Dame Stephanie Shirley

After watching her engaging and humorous TED talk, I was later surprised to learn that Dame Stephanie Shirley had to work hard at improving her public speaking skills. In the process of learning about this extraordinary woman, I realize that she has worked hard at nearly every aspect of her life to craft, as she put it, “a life that was worth saving.”

Shirley is a refugee, one of the 10,000 Jewish children rescued from the Nazis in 1939 Vienna by the Kindertransport. The Kindertransport was put together by a group of British citizens who pooled their resources to save the lives of children under threat of extermination by the Nazis. Shirley’s survival has benefited the British people many times over. Frustrated by the lack of opportunity for brilliant women in the nascent computer industry, Shirley started a business in software development that employed under and often unemployed women who could work from home at jobs normally closed to them. The business grew to eventually employ  8,500 people and generate billions of pounds of revenue. She translated her profits from the business into philanthropy that often specifically benefited the autistic community in Britain and eventually around the world.
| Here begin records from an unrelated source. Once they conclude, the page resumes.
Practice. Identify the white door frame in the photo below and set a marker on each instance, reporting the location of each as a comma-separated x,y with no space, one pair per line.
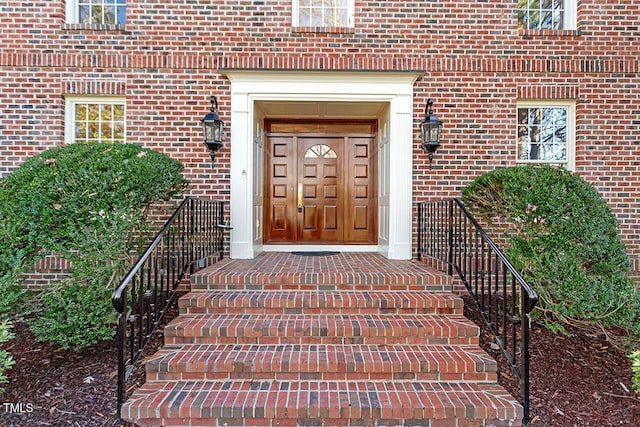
251,87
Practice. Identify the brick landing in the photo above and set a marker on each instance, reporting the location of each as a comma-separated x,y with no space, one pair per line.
357,271
344,340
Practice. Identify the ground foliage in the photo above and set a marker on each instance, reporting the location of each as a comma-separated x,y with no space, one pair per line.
563,238
87,203
578,380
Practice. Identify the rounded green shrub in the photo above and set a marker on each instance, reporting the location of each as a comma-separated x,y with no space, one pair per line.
87,202
563,238
6,361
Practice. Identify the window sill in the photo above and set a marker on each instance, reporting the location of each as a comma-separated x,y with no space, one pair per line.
529,34
94,27
323,30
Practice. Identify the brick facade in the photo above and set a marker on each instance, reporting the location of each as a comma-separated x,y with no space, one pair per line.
476,64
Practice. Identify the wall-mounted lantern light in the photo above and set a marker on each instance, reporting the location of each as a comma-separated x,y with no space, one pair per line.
430,131
213,130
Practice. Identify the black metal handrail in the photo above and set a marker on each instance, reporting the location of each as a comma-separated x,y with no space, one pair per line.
448,233
191,238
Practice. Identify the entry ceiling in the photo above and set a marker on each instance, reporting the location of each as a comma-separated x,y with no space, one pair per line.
320,109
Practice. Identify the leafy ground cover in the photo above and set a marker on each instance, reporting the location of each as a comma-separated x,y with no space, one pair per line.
577,380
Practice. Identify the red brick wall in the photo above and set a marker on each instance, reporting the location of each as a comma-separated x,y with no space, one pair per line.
476,64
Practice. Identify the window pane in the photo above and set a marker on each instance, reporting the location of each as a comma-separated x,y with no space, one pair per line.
101,11
100,122
542,134
83,14
324,13
540,14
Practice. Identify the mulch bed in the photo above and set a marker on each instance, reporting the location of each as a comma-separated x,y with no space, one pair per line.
578,380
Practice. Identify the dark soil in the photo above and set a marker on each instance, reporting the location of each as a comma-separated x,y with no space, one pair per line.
575,381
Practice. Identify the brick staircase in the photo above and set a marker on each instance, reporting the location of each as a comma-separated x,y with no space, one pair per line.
367,343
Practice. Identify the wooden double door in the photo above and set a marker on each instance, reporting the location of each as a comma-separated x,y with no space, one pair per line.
320,189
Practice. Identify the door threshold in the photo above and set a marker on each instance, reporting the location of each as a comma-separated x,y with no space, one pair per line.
314,248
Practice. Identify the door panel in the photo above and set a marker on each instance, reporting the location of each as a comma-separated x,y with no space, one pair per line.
321,189
360,184
322,196
280,190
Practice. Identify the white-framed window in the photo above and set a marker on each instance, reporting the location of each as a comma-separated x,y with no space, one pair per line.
547,14
545,133
323,13
108,12
95,119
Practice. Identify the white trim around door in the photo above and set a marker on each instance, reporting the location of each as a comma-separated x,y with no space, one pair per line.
251,93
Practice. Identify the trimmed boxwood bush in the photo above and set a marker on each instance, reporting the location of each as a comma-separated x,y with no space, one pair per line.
87,202
561,235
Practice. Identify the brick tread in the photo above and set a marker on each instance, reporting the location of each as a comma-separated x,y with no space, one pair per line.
299,302
308,400
328,362
321,329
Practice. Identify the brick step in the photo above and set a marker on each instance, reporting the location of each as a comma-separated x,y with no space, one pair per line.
321,362
321,403
321,329
358,272
313,302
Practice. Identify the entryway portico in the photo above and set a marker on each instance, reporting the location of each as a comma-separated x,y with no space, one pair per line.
386,97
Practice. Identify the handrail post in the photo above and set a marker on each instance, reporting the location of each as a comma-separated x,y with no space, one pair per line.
167,259
450,254
526,329
121,338
502,314
420,207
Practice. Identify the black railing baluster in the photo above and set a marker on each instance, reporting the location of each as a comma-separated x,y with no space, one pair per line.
148,289
503,297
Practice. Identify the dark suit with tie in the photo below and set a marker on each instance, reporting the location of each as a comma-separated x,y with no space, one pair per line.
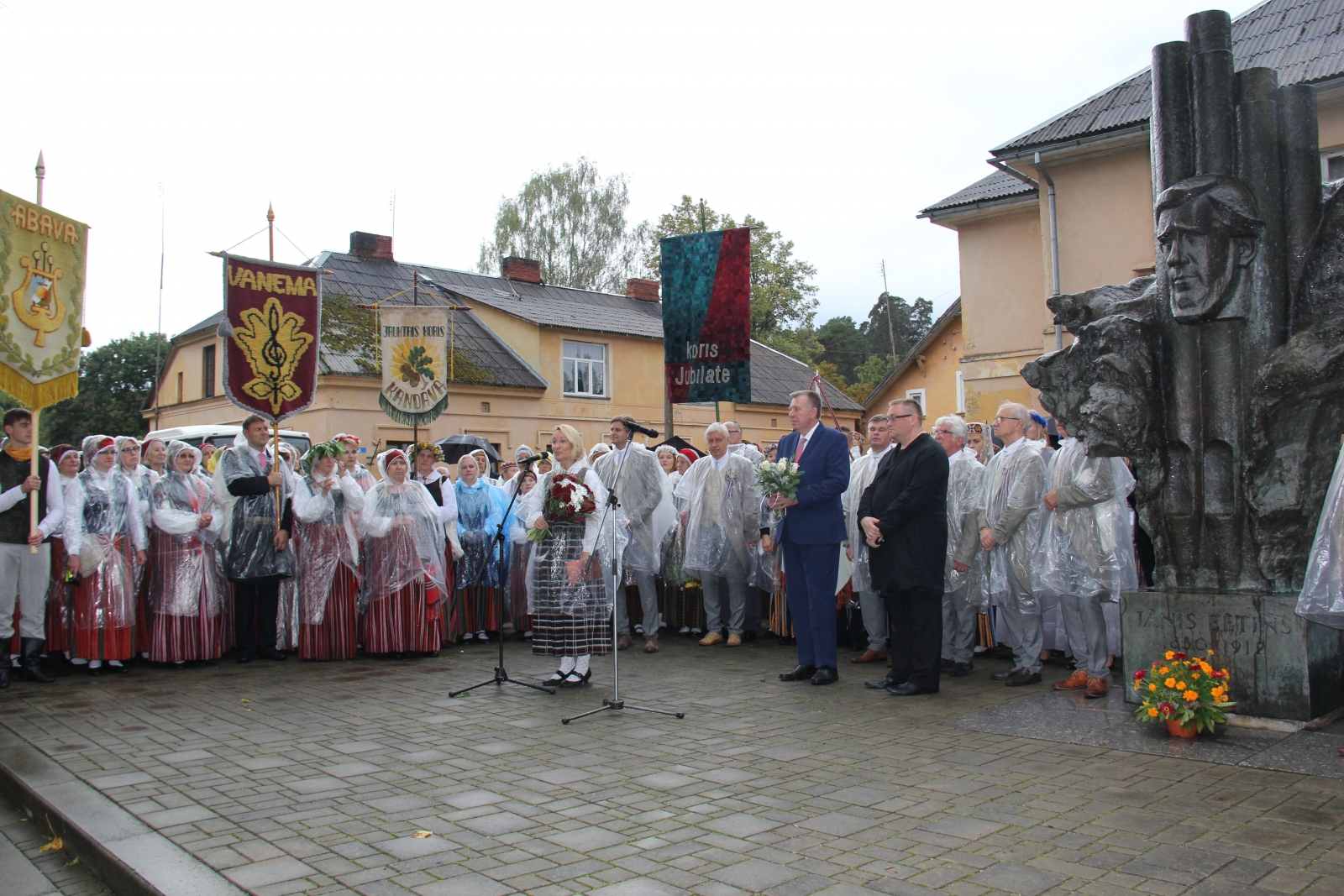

She suffered a nervous breakdown in her forties and was forced to make major life changes that broke her heart but later led to vast improvements in how people with autism were housed and educated in Britain.

Shirley’s has been a life where she translated her personal struggles and difficulties into benefits for others who have found themselves in situations similar to hers. Also, she has had a sharp sense of humor throughout. Early in the life of her business, when people ignored letters of inquiry from Stephanie Shirley, she simply signed her name Steve.

It worked. Being flexible and willing to work with what was available then change the culture so no one else would have to go through what she went through has been a hallmark of Shirley’s life and work.

The world is a much better place for having Dame Stephanie Shirley in it and that is all thanks to the people who used their limited resources to save her life.